Critica alla seconda sentenza di Nola

di Enzo Acerenza

 

La sentenza del 05/04/2016 n° 993/2016 del Tribunale di Nola sul licenziamento di Mimmo Mignano e di altri quattro operai è un monumento alla schiavitù moderna degli operai.

Da questo momento ogni operaio deve sapere che, in quanto vende al padrone le sue braccia per un determinato tempo, egli è suddito di questo non solo per le ore che lavora ma per tutto il tempo in cui vive. In quanto come operaio sono un lavoratore subordinato, sono subordinato per 24 ore al giorno al padrone anche se utilizza le mie braccia solo per 8. Me ne paga 8 ma sono sotto il suo controllo per 24. Nella sentenza in questione il giudice ci ricorda che come lavoratore subordinato sono tenuto ad una particolare condotta non in quanto cittadino in generale ma in quanto sono in costanza di un rapporto di lavoro. Non devo rispondere al padrone per le azioni compiute durante lo svolgimento della prestazione lavorativa ma per ogni azione compiuta durante la giornata. Come operaio sono prigioniero del padrone, uno schiavo. Il giudice non ha dubbi: essere durante l’orario di lavoro o essere per strada non cambia nulla, si risponde comunque dei propri comportamenti al proprio padrone.
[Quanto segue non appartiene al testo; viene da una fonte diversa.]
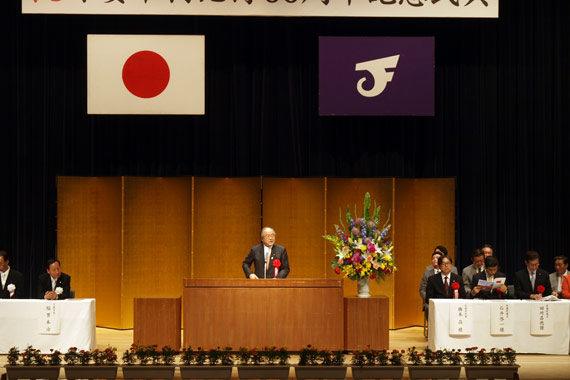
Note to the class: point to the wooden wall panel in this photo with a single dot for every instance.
(89, 228)
(350, 191)
(157, 239)
(424, 218)
(227, 222)
(295, 209)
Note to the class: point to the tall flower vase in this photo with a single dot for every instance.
(364, 287)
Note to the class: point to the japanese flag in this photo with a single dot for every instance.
(145, 74)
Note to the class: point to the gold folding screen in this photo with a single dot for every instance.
(121, 238)
(295, 209)
(89, 241)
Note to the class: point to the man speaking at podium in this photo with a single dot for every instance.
(270, 260)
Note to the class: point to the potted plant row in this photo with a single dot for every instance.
(275, 362)
(496, 363)
(440, 364)
(377, 364)
(320, 364)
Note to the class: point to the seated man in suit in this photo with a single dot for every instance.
(54, 284)
(12, 281)
(566, 286)
(478, 260)
(490, 273)
(487, 250)
(561, 267)
(430, 270)
(441, 285)
(270, 260)
(528, 280)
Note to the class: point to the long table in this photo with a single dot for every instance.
(242, 312)
(524, 337)
(47, 324)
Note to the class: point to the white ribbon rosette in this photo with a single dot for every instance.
(11, 289)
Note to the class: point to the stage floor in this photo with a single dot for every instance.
(532, 366)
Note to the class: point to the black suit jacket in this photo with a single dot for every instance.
(486, 294)
(257, 257)
(16, 278)
(436, 289)
(523, 287)
(44, 285)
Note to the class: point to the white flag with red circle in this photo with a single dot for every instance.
(145, 74)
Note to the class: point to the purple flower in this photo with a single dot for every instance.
(356, 259)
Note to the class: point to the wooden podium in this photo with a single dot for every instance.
(366, 323)
(255, 313)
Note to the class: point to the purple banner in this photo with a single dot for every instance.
(376, 76)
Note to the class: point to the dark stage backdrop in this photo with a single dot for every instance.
(501, 124)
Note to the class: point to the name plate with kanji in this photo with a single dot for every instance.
(48, 321)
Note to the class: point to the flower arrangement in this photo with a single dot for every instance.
(106, 357)
(362, 247)
(476, 356)
(395, 357)
(247, 356)
(414, 357)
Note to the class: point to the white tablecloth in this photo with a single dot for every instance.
(480, 336)
(21, 323)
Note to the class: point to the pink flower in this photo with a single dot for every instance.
(356, 258)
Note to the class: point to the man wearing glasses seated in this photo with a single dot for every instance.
(270, 259)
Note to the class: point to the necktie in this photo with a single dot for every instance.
(267, 258)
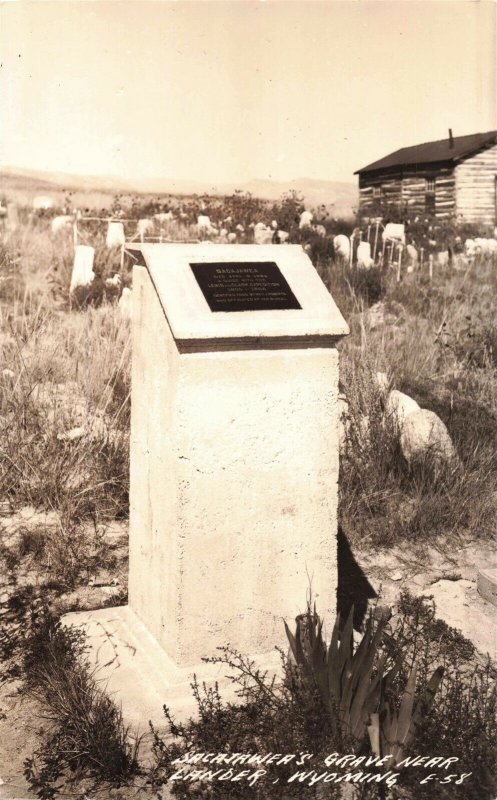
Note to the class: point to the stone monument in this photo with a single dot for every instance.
(234, 459)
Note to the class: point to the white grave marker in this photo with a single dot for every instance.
(82, 271)
(234, 458)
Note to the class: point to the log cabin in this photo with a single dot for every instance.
(454, 178)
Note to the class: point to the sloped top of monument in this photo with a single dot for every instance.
(232, 292)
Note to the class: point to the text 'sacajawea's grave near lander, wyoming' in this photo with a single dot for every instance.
(234, 465)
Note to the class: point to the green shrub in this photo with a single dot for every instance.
(87, 737)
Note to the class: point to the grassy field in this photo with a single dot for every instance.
(65, 414)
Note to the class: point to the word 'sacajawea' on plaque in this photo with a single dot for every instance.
(244, 286)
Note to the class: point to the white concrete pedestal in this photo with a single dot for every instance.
(234, 455)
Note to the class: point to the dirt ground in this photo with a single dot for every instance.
(442, 572)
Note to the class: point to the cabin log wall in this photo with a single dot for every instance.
(476, 187)
(408, 188)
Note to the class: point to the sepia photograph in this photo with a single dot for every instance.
(248, 399)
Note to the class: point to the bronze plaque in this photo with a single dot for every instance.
(244, 286)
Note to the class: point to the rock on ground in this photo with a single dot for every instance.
(424, 434)
(399, 405)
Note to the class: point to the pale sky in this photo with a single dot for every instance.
(232, 90)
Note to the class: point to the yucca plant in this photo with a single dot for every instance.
(391, 732)
(354, 686)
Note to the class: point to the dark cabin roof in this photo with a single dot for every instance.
(434, 152)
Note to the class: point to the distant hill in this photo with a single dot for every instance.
(338, 197)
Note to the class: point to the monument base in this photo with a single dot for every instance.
(139, 675)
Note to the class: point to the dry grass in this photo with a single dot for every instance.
(440, 351)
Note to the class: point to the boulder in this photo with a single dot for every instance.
(424, 434)
(399, 406)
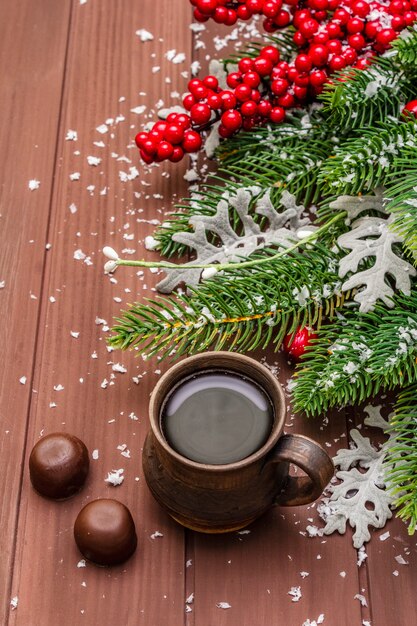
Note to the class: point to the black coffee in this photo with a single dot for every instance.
(217, 418)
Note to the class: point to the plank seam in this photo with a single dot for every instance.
(39, 316)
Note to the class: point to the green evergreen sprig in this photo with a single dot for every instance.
(368, 158)
(241, 309)
(402, 199)
(401, 460)
(356, 356)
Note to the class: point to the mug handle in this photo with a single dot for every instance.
(312, 459)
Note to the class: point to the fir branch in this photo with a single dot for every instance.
(367, 159)
(360, 98)
(402, 200)
(401, 461)
(356, 356)
(243, 309)
(406, 47)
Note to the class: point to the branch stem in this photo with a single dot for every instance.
(226, 266)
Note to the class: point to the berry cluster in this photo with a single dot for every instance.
(330, 35)
(169, 139)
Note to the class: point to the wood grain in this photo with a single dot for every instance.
(33, 38)
(107, 68)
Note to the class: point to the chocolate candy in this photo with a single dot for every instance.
(58, 465)
(104, 532)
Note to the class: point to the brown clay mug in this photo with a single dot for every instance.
(221, 498)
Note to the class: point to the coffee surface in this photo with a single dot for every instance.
(217, 418)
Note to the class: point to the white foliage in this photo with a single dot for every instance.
(356, 489)
(372, 237)
(235, 247)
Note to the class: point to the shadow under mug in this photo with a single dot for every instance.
(223, 498)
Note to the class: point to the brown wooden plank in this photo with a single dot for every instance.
(33, 38)
(107, 67)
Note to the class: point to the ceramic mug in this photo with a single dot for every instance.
(221, 498)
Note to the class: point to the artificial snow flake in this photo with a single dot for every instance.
(223, 605)
(235, 247)
(349, 498)
(34, 184)
(115, 477)
(371, 237)
(296, 594)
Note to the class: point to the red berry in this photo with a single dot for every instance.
(279, 86)
(228, 100)
(248, 108)
(350, 55)
(372, 28)
(318, 78)
(174, 133)
(300, 16)
(271, 53)
(308, 28)
(188, 101)
(334, 46)
(252, 79)
(231, 17)
(299, 39)
(341, 15)
(200, 113)
(361, 8)
(192, 141)
(397, 22)
(295, 344)
(234, 79)
(255, 6)
(410, 109)
(221, 15)
(337, 62)
(243, 12)
(355, 25)
(177, 154)
(283, 18)
(271, 8)
(149, 146)
(319, 54)
(165, 150)
(357, 42)
(277, 115)
(303, 63)
(385, 36)
(243, 92)
(200, 17)
(264, 108)
(140, 139)
(232, 120)
(287, 100)
(183, 120)
(245, 65)
(211, 82)
(214, 101)
(263, 66)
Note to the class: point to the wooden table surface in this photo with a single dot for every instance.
(74, 66)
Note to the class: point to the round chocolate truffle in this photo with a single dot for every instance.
(105, 532)
(58, 465)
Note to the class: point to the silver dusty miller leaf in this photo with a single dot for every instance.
(372, 237)
(361, 498)
(235, 247)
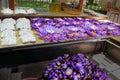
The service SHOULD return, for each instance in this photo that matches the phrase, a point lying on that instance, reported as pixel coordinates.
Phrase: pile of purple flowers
(57, 29)
(75, 67)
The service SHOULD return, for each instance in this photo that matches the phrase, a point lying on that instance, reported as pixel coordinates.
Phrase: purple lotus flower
(34, 19)
(69, 71)
(76, 67)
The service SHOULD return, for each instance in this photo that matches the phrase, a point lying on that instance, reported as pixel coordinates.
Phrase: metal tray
(32, 62)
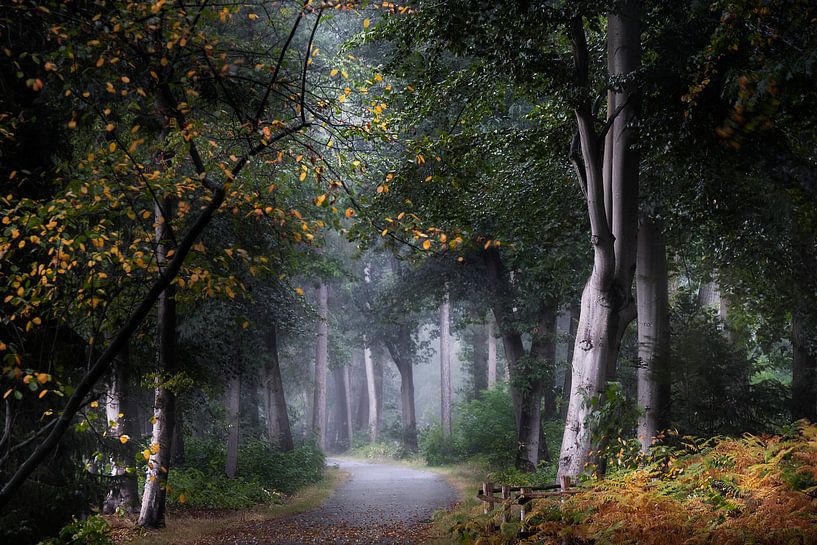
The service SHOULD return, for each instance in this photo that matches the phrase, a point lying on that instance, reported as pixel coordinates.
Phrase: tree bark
(371, 389)
(152, 514)
(804, 368)
(121, 413)
(232, 404)
(445, 369)
(321, 363)
(278, 430)
(609, 179)
(347, 396)
(653, 332)
(489, 332)
(343, 437)
(479, 346)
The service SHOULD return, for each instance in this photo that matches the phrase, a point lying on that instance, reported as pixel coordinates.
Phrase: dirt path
(380, 504)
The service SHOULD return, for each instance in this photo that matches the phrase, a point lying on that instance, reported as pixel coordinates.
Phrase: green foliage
(265, 474)
(751, 489)
(91, 531)
(485, 427)
(381, 450)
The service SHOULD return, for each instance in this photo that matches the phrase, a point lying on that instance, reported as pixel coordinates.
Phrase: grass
(185, 526)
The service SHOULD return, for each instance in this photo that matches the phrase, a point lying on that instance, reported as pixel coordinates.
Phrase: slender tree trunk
(653, 332)
(400, 349)
(344, 439)
(445, 370)
(804, 368)
(152, 514)
(609, 179)
(121, 410)
(371, 389)
(177, 456)
(321, 362)
(479, 345)
(491, 335)
(232, 404)
(347, 396)
(275, 405)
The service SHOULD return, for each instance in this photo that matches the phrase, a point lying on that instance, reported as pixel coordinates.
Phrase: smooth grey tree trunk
(321, 364)
(804, 367)
(232, 405)
(479, 347)
(445, 369)
(371, 389)
(609, 179)
(652, 298)
(152, 514)
(347, 396)
(279, 432)
(491, 335)
(121, 412)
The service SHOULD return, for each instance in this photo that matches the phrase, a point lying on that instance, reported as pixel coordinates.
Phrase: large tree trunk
(445, 369)
(609, 179)
(275, 405)
(121, 411)
(804, 367)
(232, 405)
(491, 335)
(653, 332)
(152, 514)
(400, 350)
(371, 389)
(321, 363)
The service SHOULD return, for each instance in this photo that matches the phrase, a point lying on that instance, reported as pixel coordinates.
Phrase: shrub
(265, 474)
(92, 531)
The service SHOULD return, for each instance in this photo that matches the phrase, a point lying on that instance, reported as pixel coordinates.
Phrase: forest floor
(372, 503)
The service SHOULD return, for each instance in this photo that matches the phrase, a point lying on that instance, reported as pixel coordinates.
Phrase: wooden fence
(521, 496)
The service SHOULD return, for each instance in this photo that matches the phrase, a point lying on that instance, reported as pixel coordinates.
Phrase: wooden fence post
(524, 492)
(506, 504)
(488, 492)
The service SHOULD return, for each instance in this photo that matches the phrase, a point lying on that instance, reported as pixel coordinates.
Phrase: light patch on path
(380, 504)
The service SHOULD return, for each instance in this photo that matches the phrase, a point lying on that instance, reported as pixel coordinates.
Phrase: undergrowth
(264, 475)
(754, 489)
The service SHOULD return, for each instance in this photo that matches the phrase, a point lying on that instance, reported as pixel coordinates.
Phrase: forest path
(380, 504)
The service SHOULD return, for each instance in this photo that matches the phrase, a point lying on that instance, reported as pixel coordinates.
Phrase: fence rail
(521, 496)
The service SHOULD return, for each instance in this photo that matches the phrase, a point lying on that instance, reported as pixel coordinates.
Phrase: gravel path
(380, 504)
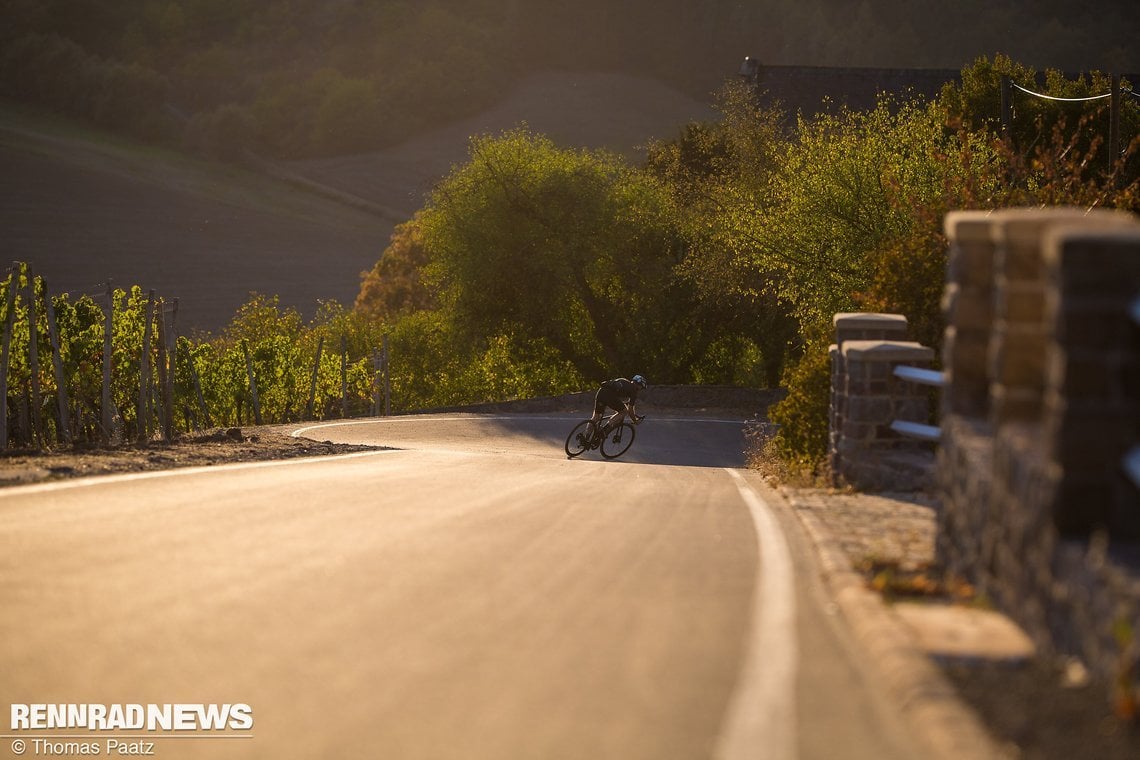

Pensavamo che al padrone bastasse tenerci sottomessi nel conciarci la pelle sul lavoro, ci siamo sbagliati. Ci segue anche fuori dalla fabbrica e vuole assoluta sottomissione anche fuori. Tant’è che i fatti contestati a Mignano e agli altri si sono svolti per strada.

Il giudice si spinge anche ad esprimere un appunto sul territorio ove Mignano e gli altri avrebbero compiuto la famosa azione “che ha arrecato un grave nocumento morale all’azienda”. Lo schiavo, oltre ad aver compiuto l’atto davanti alla fabbrica, lo ha addirittura compiuto anche davanti alla sede regionale della RAI di Napoli, così recita la sentenza. Per carità, si capisce, finché certe proteste si fanno in periferia si possono anche sopportare, ma davanti alla sede della televisione è imperdonabile. Gli schiavi con le loro proteste stiano nei loro ambienti, nelle lande sperdute delle città, per nessuna ragione cerchino di farsi vedere o sentire al centro, dove si forma la pubblica opinione. Qualcuno potrebbe scoprire che esistono ancora.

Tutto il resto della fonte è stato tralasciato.